Understanding God's joy in his own creation is one of the more profound spiritual experiences we will ever know. In the process of caring and loving, we bring God great pleasure! In those moments, you become His provision, His comfort, His passion. Through great pain you gave birth to this child, and with even greater pain you make daily sacrifices to love this child. Your Heavenly Father doesn't miss a second of this sacrifice. He sees it all. He cries with you and He laughs with you and He takes GREAT joy in the good work you are doing!

May you never forget that this journey of motherhood, this career change into parenthood is a sacred enterprise. God can baptize dirty diapers, sleepless nights, and toddler tantrums in order to transform us into people who reflect the image of Christ. Parenthood is new territory - sacred territory defined by the children that God has given us to teach us His lessons in love and life. Yes, by God's grace, we may teach our children a few things along the way. But more than that, God will use our kids in our lives to shape US. They will teach us how to sacrifice and how to handle guilt, they will school us in the art of listening, and they will force us to our knees in prayer. They will show us how to laugh and how to grieve, they will cause us to live courageously, and they will help us face our inadequacy and our need - and above all, our reliance upon the One who is greater than we are....and the One who gave us these gifts on loan in the first place.

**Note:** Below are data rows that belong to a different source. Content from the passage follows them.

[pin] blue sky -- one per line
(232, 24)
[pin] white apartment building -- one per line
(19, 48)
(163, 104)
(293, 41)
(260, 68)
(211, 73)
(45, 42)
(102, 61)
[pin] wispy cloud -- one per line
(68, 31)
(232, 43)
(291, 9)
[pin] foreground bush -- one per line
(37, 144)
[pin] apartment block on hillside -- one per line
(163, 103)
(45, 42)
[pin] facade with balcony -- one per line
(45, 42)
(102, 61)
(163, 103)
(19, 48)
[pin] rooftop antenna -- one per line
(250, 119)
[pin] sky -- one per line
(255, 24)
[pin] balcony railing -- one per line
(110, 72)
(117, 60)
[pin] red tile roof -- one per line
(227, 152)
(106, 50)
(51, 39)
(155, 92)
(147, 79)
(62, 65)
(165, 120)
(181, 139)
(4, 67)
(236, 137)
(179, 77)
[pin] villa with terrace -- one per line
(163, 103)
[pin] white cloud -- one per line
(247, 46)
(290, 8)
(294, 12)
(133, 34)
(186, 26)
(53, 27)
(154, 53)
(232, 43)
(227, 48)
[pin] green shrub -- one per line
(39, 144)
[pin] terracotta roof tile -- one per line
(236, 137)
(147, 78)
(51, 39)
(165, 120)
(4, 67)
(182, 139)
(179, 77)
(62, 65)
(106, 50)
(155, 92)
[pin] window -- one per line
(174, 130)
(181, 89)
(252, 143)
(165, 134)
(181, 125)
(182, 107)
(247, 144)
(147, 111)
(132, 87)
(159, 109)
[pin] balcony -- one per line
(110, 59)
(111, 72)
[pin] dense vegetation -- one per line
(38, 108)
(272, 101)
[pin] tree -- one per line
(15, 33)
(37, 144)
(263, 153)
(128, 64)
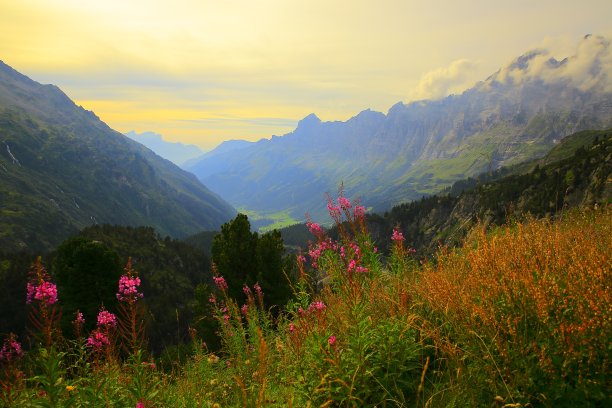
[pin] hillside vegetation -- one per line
(516, 316)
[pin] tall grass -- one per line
(517, 316)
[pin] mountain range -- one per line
(62, 169)
(415, 149)
(178, 153)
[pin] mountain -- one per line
(177, 153)
(62, 169)
(576, 173)
(416, 149)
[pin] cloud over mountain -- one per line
(587, 69)
(441, 82)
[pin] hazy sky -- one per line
(203, 71)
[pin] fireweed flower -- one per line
(314, 228)
(78, 323)
(46, 292)
(106, 319)
(79, 318)
(128, 289)
(97, 340)
(40, 288)
(317, 306)
(31, 291)
(397, 236)
(344, 203)
(334, 210)
(359, 212)
(220, 282)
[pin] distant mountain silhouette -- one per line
(518, 113)
(62, 169)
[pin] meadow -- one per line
(517, 316)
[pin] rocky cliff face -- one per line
(62, 169)
(518, 113)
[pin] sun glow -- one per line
(166, 65)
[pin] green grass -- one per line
(265, 222)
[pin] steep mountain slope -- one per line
(518, 113)
(577, 173)
(62, 169)
(177, 153)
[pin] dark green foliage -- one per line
(271, 276)
(62, 169)
(243, 257)
(169, 269)
(234, 253)
(542, 188)
(86, 273)
(202, 241)
(13, 277)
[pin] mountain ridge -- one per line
(63, 169)
(418, 148)
(178, 153)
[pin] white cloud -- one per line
(589, 68)
(443, 81)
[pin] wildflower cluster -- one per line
(78, 323)
(101, 336)
(220, 282)
(41, 293)
(41, 289)
(128, 289)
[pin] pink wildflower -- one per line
(220, 282)
(361, 269)
(334, 210)
(31, 291)
(46, 292)
(106, 319)
(128, 288)
(97, 340)
(359, 212)
(79, 318)
(314, 228)
(318, 306)
(344, 203)
(149, 365)
(397, 236)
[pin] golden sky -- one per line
(203, 71)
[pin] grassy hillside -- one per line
(62, 169)
(515, 317)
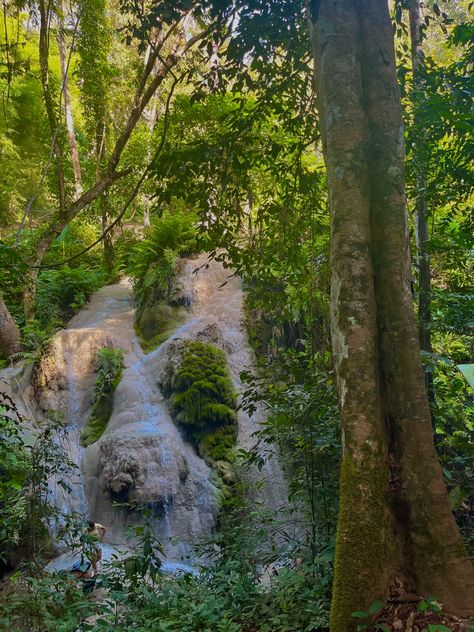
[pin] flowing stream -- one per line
(142, 457)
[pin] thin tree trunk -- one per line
(9, 333)
(51, 108)
(109, 250)
(421, 208)
(395, 524)
(71, 134)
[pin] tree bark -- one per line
(71, 133)
(395, 525)
(9, 333)
(51, 107)
(421, 207)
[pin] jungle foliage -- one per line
(108, 369)
(225, 157)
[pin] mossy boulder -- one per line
(203, 402)
(200, 387)
(156, 322)
(109, 368)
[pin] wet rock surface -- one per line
(143, 458)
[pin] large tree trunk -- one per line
(71, 133)
(395, 524)
(9, 333)
(421, 207)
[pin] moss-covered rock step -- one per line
(203, 402)
(109, 369)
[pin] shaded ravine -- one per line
(142, 457)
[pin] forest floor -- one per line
(404, 616)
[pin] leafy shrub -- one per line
(109, 368)
(61, 293)
(153, 260)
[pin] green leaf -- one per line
(375, 606)
(360, 614)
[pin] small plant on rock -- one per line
(109, 368)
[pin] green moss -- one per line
(202, 400)
(156, 323)
(365, 540)
(217, 445)
(201, 390)
(109, 368)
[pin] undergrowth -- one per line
(109, 368)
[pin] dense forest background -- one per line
(133, 134)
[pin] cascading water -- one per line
(142, 458)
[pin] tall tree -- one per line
(395, 525)
(64, 59)
(94, 67)
(166, 54)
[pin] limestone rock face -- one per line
(72, 353)
(142, 469)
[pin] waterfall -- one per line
(143, 458)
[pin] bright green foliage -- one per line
(30, 459)
(202, 393)
(13, 475)
(94, 67)
(109, 368)
(303, 421)
(61, 293)
(152, 265)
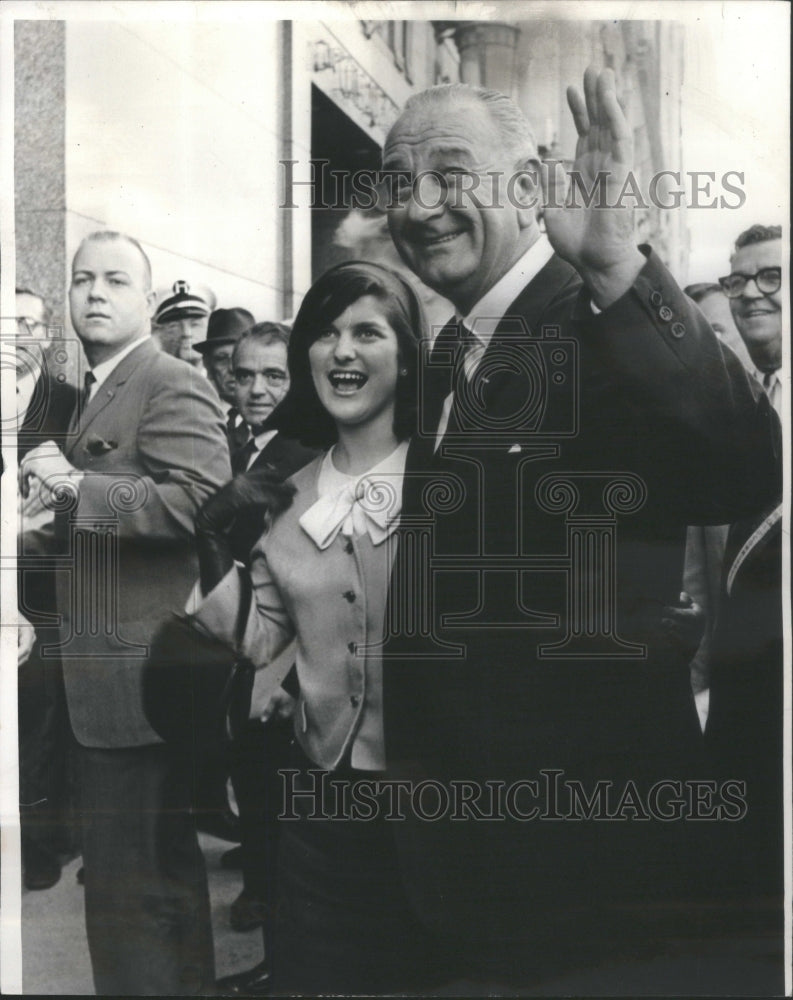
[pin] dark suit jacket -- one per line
(641, 395)
(153, 447)
(46, 419)
(282, 457)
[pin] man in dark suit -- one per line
(146, 448)
(576, 414)
(745, 730)
(45, 403)
(261, 381)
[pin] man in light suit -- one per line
(146, 448)
(574, 367)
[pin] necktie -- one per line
(240, 459)
(82, 400)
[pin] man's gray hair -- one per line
(107, 236)
(513, 125)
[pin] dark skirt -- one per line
(343, 922)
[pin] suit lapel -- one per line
(107, 391)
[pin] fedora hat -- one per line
(226, 326)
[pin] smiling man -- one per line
(573, 363)
(146, 448)
(753, 287)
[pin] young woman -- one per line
(320, 575)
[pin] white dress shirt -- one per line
(484, 317)
(260, 442)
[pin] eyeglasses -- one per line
(274, 378)
(767, 279)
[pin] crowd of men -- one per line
(116, 472)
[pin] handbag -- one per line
(197, 687)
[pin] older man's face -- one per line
(758, 316)
(462, 241)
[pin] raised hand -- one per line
(587, 221)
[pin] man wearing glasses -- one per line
(753, 288)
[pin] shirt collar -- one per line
(104, 368)
(488, 312)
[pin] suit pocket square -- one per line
(98, 446)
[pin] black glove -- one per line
(257, 492)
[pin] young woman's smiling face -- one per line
(355, 365)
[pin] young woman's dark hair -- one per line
(300, 415)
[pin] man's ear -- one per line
(525, 191)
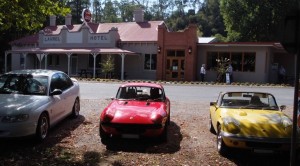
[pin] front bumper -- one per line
(233, 140)
(144, 130)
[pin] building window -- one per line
(91, 61)
(150, 62)
(175, 53)
(53, 60)
(241, 61)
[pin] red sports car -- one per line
(139, 110)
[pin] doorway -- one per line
(175, 65)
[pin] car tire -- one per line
(210, 126)
(76, 108)
(221, 147)
(42, 127)
(103, 135)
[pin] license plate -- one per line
(131, 136)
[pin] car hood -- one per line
(136, 111)
(15, 103)
(261, 123)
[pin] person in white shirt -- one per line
(202, 72)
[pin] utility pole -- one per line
(291, 43)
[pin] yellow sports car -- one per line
(249, 120)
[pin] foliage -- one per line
(108, 65)
(28, 15)
(210, 19)
(77, 7)
(248, 20)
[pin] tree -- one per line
(210, 19)
(110, 12)
(77, 7)
(249, 20)
(28, 15)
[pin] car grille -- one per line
(132, 128)
(264, 145)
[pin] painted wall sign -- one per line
(99, 38)
(52, 39)
(86, 15)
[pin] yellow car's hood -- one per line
(261, 123)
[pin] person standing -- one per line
(202, 72)
(229, 71)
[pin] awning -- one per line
(73, 50)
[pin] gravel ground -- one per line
(77, 142)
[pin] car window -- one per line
(23, 84)
(60, 81)
(140, 93)
(249, 99)
(38, 85)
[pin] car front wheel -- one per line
(221, 147)
(42, 127)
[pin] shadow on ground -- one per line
(246, 158)
(26, 150)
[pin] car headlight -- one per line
(108, 116)
(231, 125)
(156, 118)
(15, 118)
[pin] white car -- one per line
(32, 101)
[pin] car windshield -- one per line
(23, 84)
(140, 93)
(249, 100)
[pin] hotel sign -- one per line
(52, 39)
(86, 15)
(99, 38)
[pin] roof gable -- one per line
(128, 31)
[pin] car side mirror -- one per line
(282, 107)
(56, 92)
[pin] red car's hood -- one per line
(136, 111)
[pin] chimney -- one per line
(138, 15)
(52, 20)
(68, 19)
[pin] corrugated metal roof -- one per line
(73, 50)
(128, 31)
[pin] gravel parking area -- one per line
(77, 142)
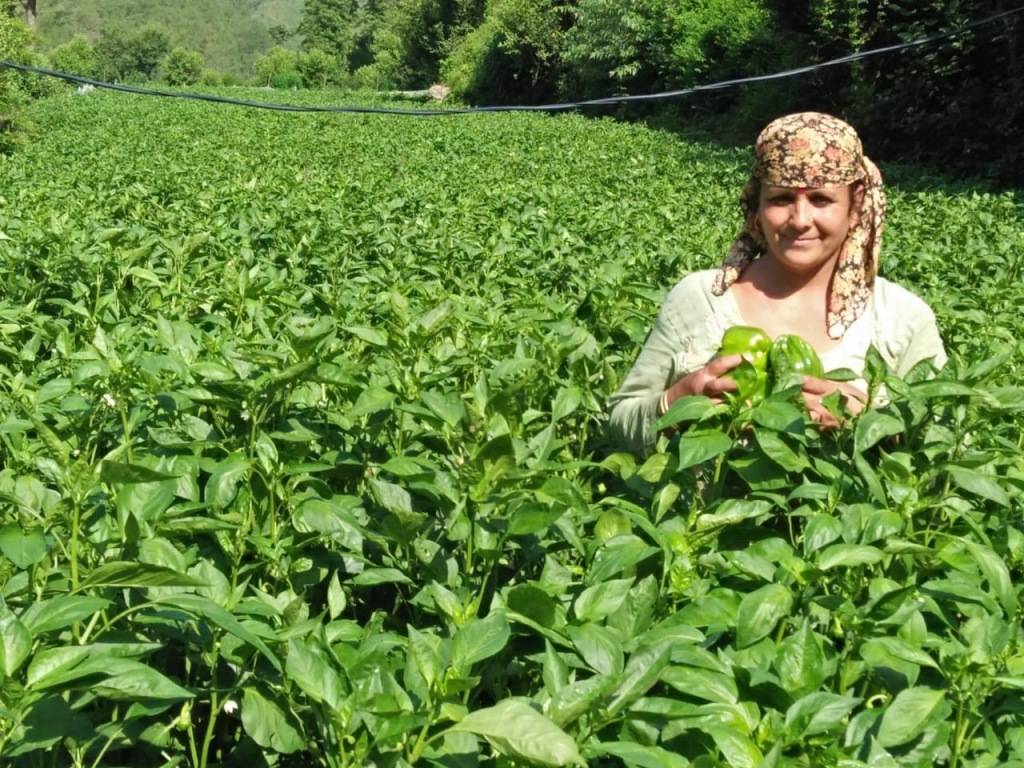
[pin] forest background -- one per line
(956, 105)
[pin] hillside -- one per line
(229, 33)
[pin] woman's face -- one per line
(805, 228)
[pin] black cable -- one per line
(606, 101)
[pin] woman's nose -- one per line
(801, 213)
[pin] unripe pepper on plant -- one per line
(781, 364)
(790, 359)
(753, 345)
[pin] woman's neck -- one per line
(769, 278)
(783, 302)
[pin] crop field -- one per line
(302, 462)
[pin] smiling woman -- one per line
(805, 263)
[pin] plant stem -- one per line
(214, 709)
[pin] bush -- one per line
(182, 67)
(132, 56)
(287, 80)
(211, 77)
(77, 56)
(275, 61)
(14, 39)
(317, 69)
(663, 43)
(511, 56)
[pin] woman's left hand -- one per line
(815, 389)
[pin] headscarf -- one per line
(806, 151)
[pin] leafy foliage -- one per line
(229, 34)
(182, 67)
(301, 462)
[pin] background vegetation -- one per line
(956, 104)
(301, 462)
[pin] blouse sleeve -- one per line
(672, 350)
(909, 331)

The truth is, we are living in the midst of holy teachers. Sometimes they spit up on themselves or us. Sometimes they throw tantrums. Sometimes they cuddle and kiss and love us. In the good and the bad, they mold our hearts, shape our souls, and invite us to experience God in ways we have never known.

Welcome to this new adventure, sweet Julie! May God bless you with grace and love abounding! May your children rise up and call you blessed! And may you NEVER doubt that this adventure you are about to embark on is one of the things that God most highly regards and finds pleasure in, and that it is a "career" He sees as sacred and of vital importance!